Irrigation water quality classification using boosting and CNN-BiGRU-Attention models: feature importance assessment using Hellinger distance


Zerouali B., Derdour A., Almalki A. S., KATİPOĞLU O. M., Arafat A. A., Santos C. A. G., ...Daha Fazla

Hydrological Sciences Journal, 2025 (SCI-Expanded, Scopus) identifier

  • Yayın Türü: Makale / Tam Makale
  • Basım Tarihi: 2025
  • Doi Numarası: 10.1080/02626667.2025.2574864
  • Dergi Adı: Hydrological Sciences Journal
  • Derginin Tarandığı İndeksler: Science Citation Index Expanded (SCI-EXPANDED), Scopus, IBZ Online, Compendex, Geobase, INSPEC
  • Anahtar Kelimeler: Chi-square, feature selection, mutual information score, sensitivity analysis, strong performance, water quality management
  • Erzincan Binali Yıldırım Üniversitesi Adresli: Evet

Özet

This study addresses a gap in irrigation water quality classification by comparing machine learning (ML) algorithms and deep learning (DL) models, with a focus on feature selection.

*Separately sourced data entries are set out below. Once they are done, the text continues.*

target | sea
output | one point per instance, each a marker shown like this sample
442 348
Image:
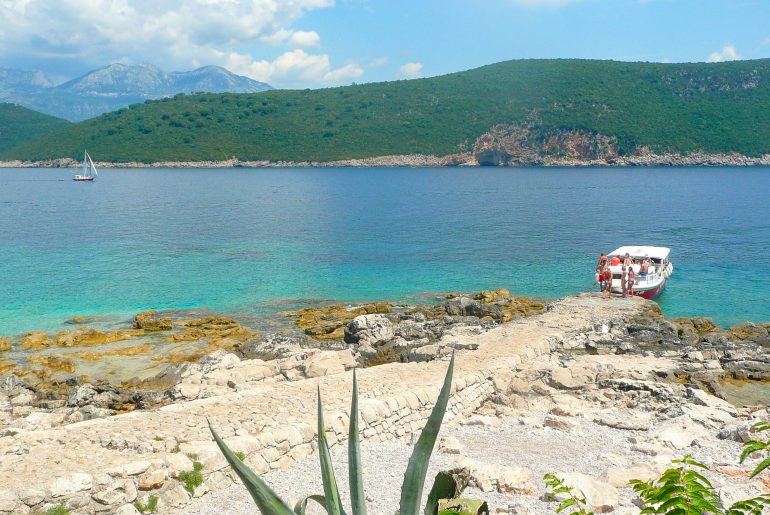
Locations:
257 242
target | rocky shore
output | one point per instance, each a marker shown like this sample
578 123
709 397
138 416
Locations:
600 390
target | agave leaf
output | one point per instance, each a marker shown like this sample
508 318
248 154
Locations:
266 500
331 493
414 478
762 466
357 498
301 507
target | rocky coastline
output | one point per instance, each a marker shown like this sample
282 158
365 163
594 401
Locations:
649 159
579 367
517 145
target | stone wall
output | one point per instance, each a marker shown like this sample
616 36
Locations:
104 465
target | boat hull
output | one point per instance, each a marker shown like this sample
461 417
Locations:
651 293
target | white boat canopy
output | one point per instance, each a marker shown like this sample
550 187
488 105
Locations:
641 251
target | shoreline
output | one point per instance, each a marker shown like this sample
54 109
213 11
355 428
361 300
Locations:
646 159
584 368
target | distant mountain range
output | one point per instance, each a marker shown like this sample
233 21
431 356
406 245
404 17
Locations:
511 112
115 86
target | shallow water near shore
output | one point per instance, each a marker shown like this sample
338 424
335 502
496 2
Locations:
257 242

Feature relevance was assessed using Hellinger distance, mutual information, and Chi-square analysis. Classifiers included boosting algorithms (AdaBoost, XGBoost, CatBoost, LightGBM, GradientBoosting, HistGradientBoosting), Extra Trees, and DL models (CNN-BiGRU and CNN-BiGRU-Attention). Performance was evaluated using standard metrics on 166 samples from Algeria’s Naama region. DL models achieved the highest accuracies (0.82–0.84) and AUC scores (0.98–0.981), followed by XGBoost and CatBoost. Feature analysis identified qiCl as most impactful (Hellinger distance = 0.248), and qiNa as most informative (mutual information= 1.0212). These findings underscore the strength of DL approaches and the value of integrated feature selection. The results offer practical insights for optimizing irrigation strategies, supporting risk assessment, and guiding sustainable water resource management.